Break-Induced Replication Can Repair Double-Strand Breaks

KEY CONCEPTS
- Break-induced replication (BIR) is initiated by a oneended double-strand break.
- BIR at repeated sequences can result in translocations.
We saw in the previous section that DSBs between direct repeats can induce the single-strand annealing mechanism. There are other types of repeat sequences at which DSBs induce a repair
mechanism known as break-induced replication (BIR). During DNA replication, certain sequences termed fragile sites are particularly susceptible to DSB formation. They often contain repeat sequences related to those found in transposable elements (discussed in the chapter titled Transposable Elements and Retroviruses) and are located throughout the genome. Fragile sites are prone to breakage during DNA replication, creating a DSB at the site of replication. Break-induced replication can initiate repair from these DSBs by using the homologous sequence from a repeat on a nonhomologous chromosome, creating a nonreciprocal translocation, as shown in FIGURE 1.

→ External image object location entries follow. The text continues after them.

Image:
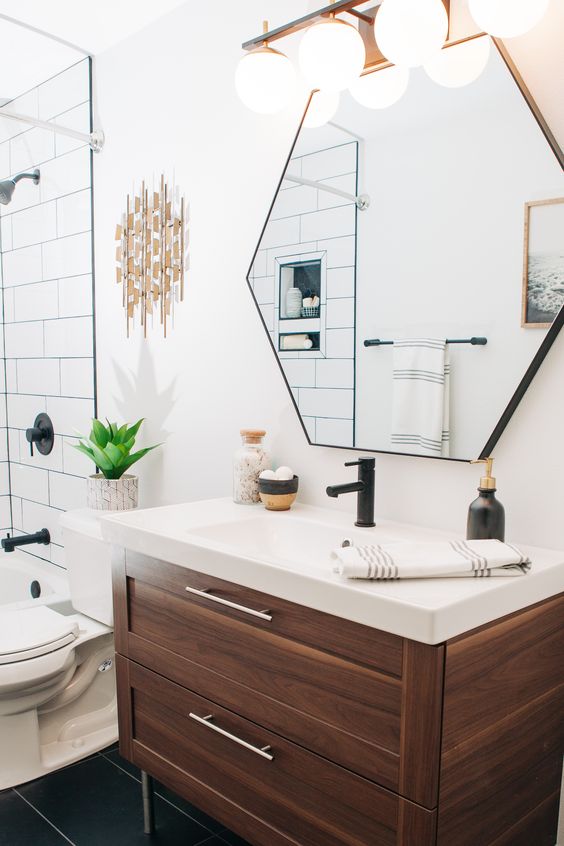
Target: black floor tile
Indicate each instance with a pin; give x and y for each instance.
(161, 790)
(20, 825)
(96, 803)
(232, 839)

FIGURE 1. Break-induced replication can result in nonreciprocal translocations. A DNA break on the red chromosome results in loss of the chromosome end and a break with only one end. The end is repaired by recombination, using a homologous sequence found on a different chromosome, here the blue chromosome. Because there is only one end at the broken chromosome, repair occurs by copying the blue chromosome sequence to the end. This results in a translocation of some of the blue chromosome sequence to the red chromosome.
The mechanism of BIR involves resection of the double-strand break end to leave a 3′–OH single-strand overhang, which can then undergo strand invasion at a homologous sequence, as shown in FIGURE 2. The invading strand causes the formation of a Dloop that can be thought of as a replication bubble. The invading strand is then extended using the donor DNA as template for replication. When the invading strand is displaced, it can then act as a single-stranded template on which synthesis can be primed to create double-stranded DNA. The template strand is used until replication reaches the end of the chromosome; as a result, gene conversions from BIR events can be hundreds of kilobases long.
Additionally, chromosome translocations can occur from this process if the homology used during strand invasion is a result of repeat sequences present at various sites in the genome. Template switching that occurs during BIR can result in some of the complex chromosomal rearrangements that are seen in tumor cells.

FIGURE 2. Possible mechanisms of break-induced replication. Strand invasion into homologous sequences by a single-strand tail with a 3′–OH end forms a D-loop. In (a), synthesis results in a single-strand region that is later converted into duplex DNA. In (b), a single replication fork is formed that moves in one direction to the end of the template sequence. Resolution of the Holliday junction results in newly synthesized DNA on both molecules. In (c), the Holliday junction branch migrates to result in newly synthesized DNA only on the broken strand, as in (a). (d) Shows the final products after resolution.
Data from M. J. McEachern and J. E. Haber, Annu. Rev. Biochem. 75 (2006): 111–135.